The spatial trend analysis carried out in this study can be repeated in other Middle Eastern countries sharing the same climate conditions as Iraq. Also, the applied PET estimation method can be employed in other regions with different climate conditions. It is because the global ERA5-Land dataset provides all the required reanalysis climatic parameters to conduct the analysis. The obtained results can help understand some phenomena, such as the paradox and the complex interaction between PET and the key factors affecting PET changes, which have not been understood clearly in many regions worldwide. Therefore, this can expand the results in other countries in the world.

PET variations might lead to notable changes in the hydrological cycle in the region, particularly in surface runoff and groundwater recharge. It could cause severe implications for water availability, irrigation management, and agricultural production. Also, PET variations had considerable implications for dryness changes in Iraq. Since PET alternation has played a crucial role in dryness changes in a region, the study highlighted the need for a comprehensive understanding of PET variations in Iraq. The obtained findings of the study have suggested that the impacts of PET variations need more attention in future studies of drought in Iraq. Accordingly, the detected increasing trends in PET in most Iraqi lands should be considered in the drought index assessment studies, as it might provide different outcomes owning the significant rising trend in PET in Iraq in recent years. Thus, studying the PET results and data obtained in this study can help to extend the knowledge in evaluating dry conditions at a regional scale and climate change impacts on local hydrology.

5 Conclusions

In the present study, the trend analysis in the PET over Iraq has been conducted based on comprehensive statistical methods at annual and seasonal scales. The following points are the most crucial findings of this study: (1) The PET has increased significantly over the last four decades under a changing climate, except in the east and southeast, which considerably affects the atmospheric evaporative demand and agricultural water requirements. (2) The increasing pattern of trend significance in PET has been confirmed by the results of trend magnitude, especially in the most influence in the southwest region, with Qi values of Sen’s slope ranging from 0.28 to 0.65 mm/decade. (3) Based on trend analysis, summer experienced the most increasing trend magnitude, followed by spring, autumn, and winter. (4) The increasing trend in PET is attributed primarily to the significant increase in AT, as supported by trend analysis of the relatively high Pearson r values (0.77 – 0.88) and the contribution rates of 26 – 94%, especially in the central, southern, and northwestern regions. (5) Although the negative contribution of WS and ATP to PET were significant in the southeastern and southwestern parts of Iraq, they were offset by the positive contribution of AT and SR. (6) The spatial analysis indicated that Al-Tharthar and Al-Razzaza Lakes had the highest PET values for all months and seasons, suggesting that atmospheric water vapor loss from those surface water bodies is highly significant.

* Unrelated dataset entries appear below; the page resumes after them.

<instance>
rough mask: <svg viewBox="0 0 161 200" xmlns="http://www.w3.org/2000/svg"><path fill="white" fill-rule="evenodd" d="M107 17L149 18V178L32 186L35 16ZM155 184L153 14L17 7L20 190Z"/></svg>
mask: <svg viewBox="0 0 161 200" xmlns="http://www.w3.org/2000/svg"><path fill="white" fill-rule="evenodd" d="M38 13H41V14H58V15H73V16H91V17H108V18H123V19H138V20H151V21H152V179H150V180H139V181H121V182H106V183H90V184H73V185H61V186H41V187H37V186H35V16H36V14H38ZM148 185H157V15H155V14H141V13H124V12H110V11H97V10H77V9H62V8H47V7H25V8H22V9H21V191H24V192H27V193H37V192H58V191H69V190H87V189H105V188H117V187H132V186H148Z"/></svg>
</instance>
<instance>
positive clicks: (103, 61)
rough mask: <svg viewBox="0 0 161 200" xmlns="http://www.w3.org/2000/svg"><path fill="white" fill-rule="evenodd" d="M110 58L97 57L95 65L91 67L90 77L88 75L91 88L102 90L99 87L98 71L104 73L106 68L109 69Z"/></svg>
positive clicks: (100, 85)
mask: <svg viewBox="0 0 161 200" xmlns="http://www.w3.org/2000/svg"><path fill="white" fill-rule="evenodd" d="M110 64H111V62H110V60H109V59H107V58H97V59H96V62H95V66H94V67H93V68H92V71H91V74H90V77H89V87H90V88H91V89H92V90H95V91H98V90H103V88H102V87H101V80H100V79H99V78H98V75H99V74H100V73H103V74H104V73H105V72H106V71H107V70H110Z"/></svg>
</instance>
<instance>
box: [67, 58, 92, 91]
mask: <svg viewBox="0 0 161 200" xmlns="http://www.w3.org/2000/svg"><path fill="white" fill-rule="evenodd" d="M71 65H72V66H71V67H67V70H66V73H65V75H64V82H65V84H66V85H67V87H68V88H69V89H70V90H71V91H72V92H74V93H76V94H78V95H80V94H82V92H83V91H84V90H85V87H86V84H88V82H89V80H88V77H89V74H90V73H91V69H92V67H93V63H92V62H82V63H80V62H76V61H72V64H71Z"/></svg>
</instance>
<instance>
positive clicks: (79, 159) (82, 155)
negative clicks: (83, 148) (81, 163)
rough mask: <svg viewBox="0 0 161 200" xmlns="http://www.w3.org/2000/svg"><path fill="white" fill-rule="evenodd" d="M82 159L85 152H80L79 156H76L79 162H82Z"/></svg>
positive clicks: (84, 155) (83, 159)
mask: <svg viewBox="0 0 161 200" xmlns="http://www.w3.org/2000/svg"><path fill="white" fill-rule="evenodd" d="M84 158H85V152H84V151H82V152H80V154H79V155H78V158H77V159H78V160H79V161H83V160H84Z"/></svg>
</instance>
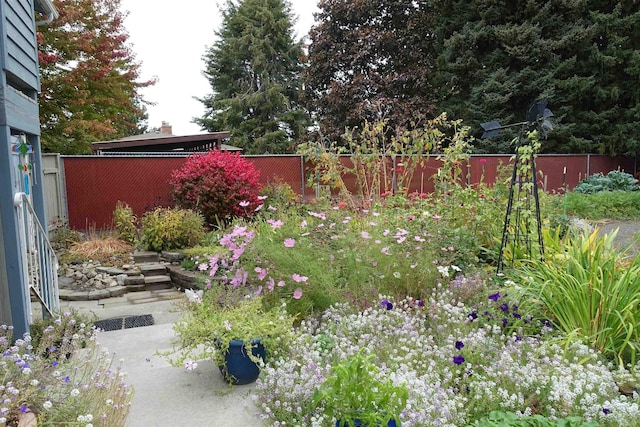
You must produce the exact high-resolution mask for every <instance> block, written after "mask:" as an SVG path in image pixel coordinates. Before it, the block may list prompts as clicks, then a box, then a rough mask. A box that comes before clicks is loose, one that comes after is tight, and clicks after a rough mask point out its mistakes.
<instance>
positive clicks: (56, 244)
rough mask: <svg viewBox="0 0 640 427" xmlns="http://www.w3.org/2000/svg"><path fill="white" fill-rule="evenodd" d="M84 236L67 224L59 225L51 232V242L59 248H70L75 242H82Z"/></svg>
mask: <svg viewBox="0 0 640 427" xmlns="http://www.w3.org/2000/svg"><path fill="white" fill-rule="evenodd" d="M83 238H84V236H83V235H82V233H80V232H79V231H76V230H72V229H70V228H69V227H68V226H67V225H64V226H62V227H58V228H56V229H55V230H53V232H52V233H51V243H52V244H53V246H54V247H56V248H58V249H69V247H71V245H73V244H74V243H78V242H81V241H82V240H83Z"/></svg>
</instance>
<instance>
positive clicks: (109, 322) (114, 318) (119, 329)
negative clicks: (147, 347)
mask: <svg viewBox="0 0 640 427" xmlns="http://www.w3.org/2000/svg"><path fill="white" fill-rule="evenodd" d="M93 324H94V325H95V327H96V328H99V329H102V330H103V331H118V330H120V329H129V328H140V327H142V326H151V325H153V324H154V320H153V316H152V315H150V314H143V315H140V316H126V317H114V318H113V319H104V320H96V321H95V322H93Z"/></svg>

The present study suggests that it is most likely that crop water demand and irrigation requirements are increased considerably due to increasing atmospheric evaporative loss caused by the detected rising trends in PET. The results also provided a deep insight into the complex interaction between PET and its primary driving climatic parameters in the region and a scientific reference for sustainable agriculture, accurate hydrometeorology, and integrated water resources management in Iraq.